A judge dismissed one of the murder charges against the former cop who killed George Floyd


Hennepin County Judge Peter Cahill on Thursday dismissed one of the murder charges against former Minneapolis police officer Derek Chauvin, who killed George Floyd after kneeling on his neck for nearly nine minutes. Cahill ruled that there was no probable cause required to maintain the allegations of third-degree murder for Chauvin's role in Floyd's death.

Cahill did not, however, dismiss the other, more serious charges against Chauvin, including second-degree murder and manslaughter, nor did he dismiss charges against the other three former Minneapolis police officers involved in Floyd's death.

"The court has sustained eight out of nine charges against the defendants in the murder of George Floyd, including the most serious charges against all four defendants,” Minnesota Attorney General Keith Ellison said in a statement after Cahill's ruling was announced. “This means that all four defendants will stand trial for murder and manslaughter, both in the second degree. This is an important, positive step forward in the path toward justice for George Floyd, his family, our community, and Minnesota. We look forward to presenting the prosecution’s case to a jury in Hennepin County."

At the heart of Cahill's decision to drop the third-degree murder charge was a question of whether or not Chauvin's actions were directed specifically at Floyd, or whether his behavior was posed a risk to any and everyone nearby.

"Because a third-degree murder charge can be sustained only in situations in which the defendant's actions were 'eminently dangerous to other persons' and were not specifically directed at the particular person whose death occurred, this is not an appropriate case for a third-degree murder charge," Cahill explained in his lengthy ruling.

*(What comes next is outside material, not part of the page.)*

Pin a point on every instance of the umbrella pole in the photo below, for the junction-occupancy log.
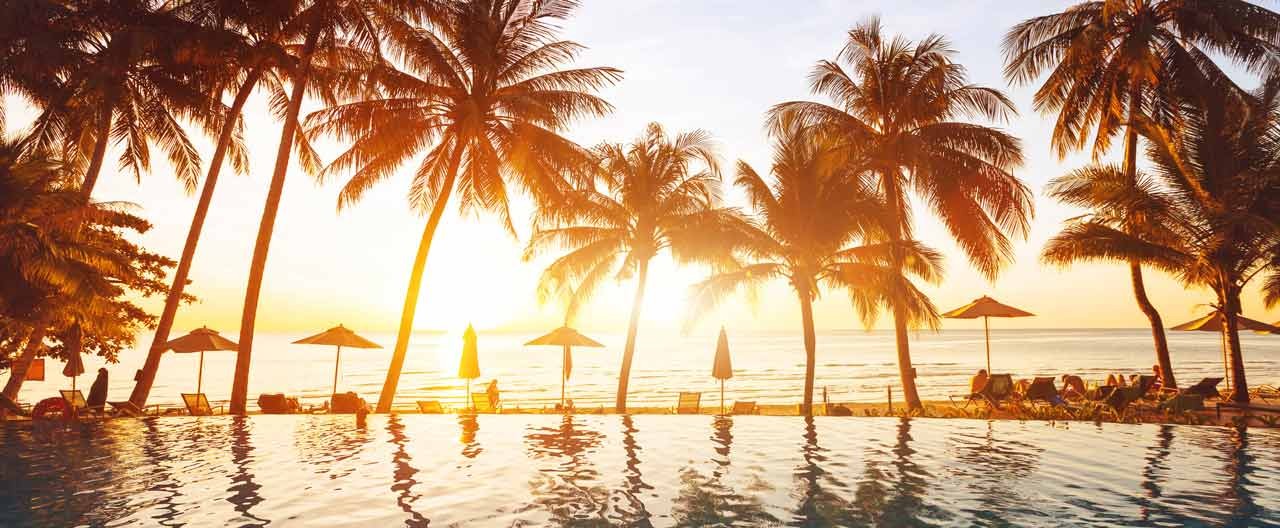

Notably, the ruling also cites the case of fellow former MPD officer Mohamed Noor, who was convicted of third-degree murder for the shooting death of Justine Ruszczyk Damond while responding to her 911 call in 2017. As Cahill explains, Noor's case was different, in that he had put others around him at risk when he fired the shots that killed Damond in a Minneapolis alleyway.

Cahill also denied requests by former officers Tou Thao, Thomas Lane, and J. Alexander Kueng to dismiss charges of aiding and abetting in Floyd's death, ruling that the legal statute allowed for the charges to stand even if the accused only learned of the crime as it was being committed.

Cahill's dismissal of the third-degree murder charge does not go into effect until early next week, to afford prosecutors time to consider whether they want to appeal the ruling. Ellison, in his statement, hinted that his team may be content to let the dismissal stand, saying "we are considering our options in light of the court's strong order on the remaining charges."

Last month, all four officers charged in Floyd's death appeared at a Hennepin County courthouse for a contentious pre-trial hearing that prompted mass protests outside the building. The trial of all four officers is scheduled to begin this coming March.